Mais merde, un contrat d’Hibernation, cela enfonce à tous les coups un enterrement première classe… L’immortalité… Qui sait ce que le siècle prochain peut nous apporter ? La vie éternelle, jeune, saine… ? Rien à perdre dans ce contrat, au pire c’est un attrape-couillon, et de toute façon une fois qu’on est mort…
Est-ce que je pourrais m’en tirer ? Jouer le jeu de Howards mais avec assez de subtilité pour garder l’émission ? D’ailleurs une fois le contrat signé en trois exemplaires, Bennie ne peut plus se dédire… tandis que le vieux Jack Barron ne signerait rien de légalement compromettant et pourrait retourner sa veste à n’importe quel moment. À ce qu’il paraît, tu le tiens par les couilles, Jack, baby. Mais mollo !
— Je vois que vous réfléchissez, dit Howards. Vous imaginez quelle impression ça doit faire, hein ? Cent millions d’années, l’éternité, pour quelques mois au plus de coopération. À chaque homme son prix, dit le dicton. Mais moi, j’ai quelque chose de neuf. Au prix que j’offre, n’importe qui est vendeur.
— Pas si vite, Bennie, dit Barron. Il y a quelque chose qui cloche. D’accord, j’avoue que l’idée d’un contrat d’Hibernation m’intéresse et que peut-être, je dis bien peut-être, je pourrais vous prendre au mot. Mais pourquoi tenez-vous tellement à me recruter à n’importe quel prix ? Votre projet de loi est pratiquement dans la poche. Vous avez assez d’influence au Congrès pour cela. De plus, si vous avez les moyens d’offrir en prime des contrats d’Hibernation, pourquoi ne pas vous adresser aux gros pontes directement ? Si à trente-huit ans je ne dis pas non à votre contrat, qu’est-ce que ce serait si j’étais sénateur ou membre du Congrès, avec trente ans de mieux sur les épaules ? Il semblerait que dans cette affaire vous ayez beaucoup moins besoin de moi que moi de vous, et que vous vous montriez généreux. Mais je vous vois mal en train de jouer les philanthropes. Je me méfie trop des cadeaux empoisonnés.
« Vous essayez de venir à ma hauteur, Howards, alors que vous pourriez jouer ça au-dessus de ma tête. N’essayez pas de me bluffer, vous avez peur. Vous craignez que votre projet de loi ne soit pas accepté, alors qu’à ma connaissance il devrait passer comme une lettre à la poste. Donc, il y a quelque chose que je ne sais pas, et avant de parler affaires avec vous j’ai bien l’intention de le découvrir.
— C’est cette foutue question raciale que votre émission a soulevée avant-hier soir, déclara Howards avec une véhémence visiblement affectée qui mit instantanément Barron sur ses gardes. Tout ce tissu de conneries de Greene et des autres qui va retourner chaque Nègre de ce pays contre…
— Un moment, Howards, trancha Barron, irrité mais en même temps calculant froidement.

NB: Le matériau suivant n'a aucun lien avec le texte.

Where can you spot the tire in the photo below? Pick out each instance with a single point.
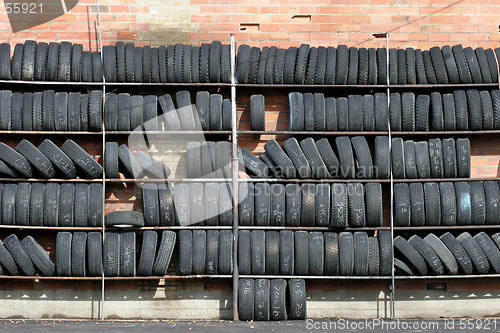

Pour commencer, je vous ai déjà dit que je n’aime pas le mot « Nègre ». Ensuite, tout ça c’est du folklore. Quatre-vingts pour cent des Noirs votent de toute façon pour la C.J.S., et la C.J.S. en veut à mort à votre projet de loi, alors comment pouvez-vous dire que je vous coûte des voix que vous n’avez jamais eues depuis le début ? D’accord, vous avez contre vous et pour des raisons différentes la C.J.S. et les Républicains, mais je ne vois pas en quoi ça vous inquiète avec Hennering comme homme de paille et même Teddy le Prétendant obligé de s’écraser devant votre influence au parti démocrate. Les Démocrates contrôlent quoi… près des deux tiers du Congrès ? Et vous terrorisez à ce point les autres tendances qu’elles ne bougeront pas tant que Hennering et compagnie seront dans votre poche. Alors qu’est-ce que…
— Vous voulez dire que vous n’êtes pas au courant ?
— Au courant de quoi ?
— Hennering, fit Howards en sortant de sa poche une coupure de presse déchirée qu’il jeta sur le bureau. Barron lut :
TED HENNERING SE TUE DANS UNE CATASTROPHE AÉRIENNE
Son avion privé explose en plein vol.
— C’est arrivé la nuit dernière, reprit Howards. Vous comprenez maintenant pourquoi je suis un peu nerveux. Hennering était notre meilleur garant pour le projet de loi. Lui mort, nous ne sommes pas exactement en mauvaise posture mais nous perdons une partie de notre avantage, et je ne veux pas courir de risque même minime. Vous pouvez compenser la perte de cet avantage en calmant les Nè… euh… Noirs. C’est la raison pour laquelle je vous offre un contrat d’Hibernation, Barron. Sans votre aide, le projet de loi est presque sûr de passer. Mais je n’aime pas ce presque. C’est une certitude qu’il me faut.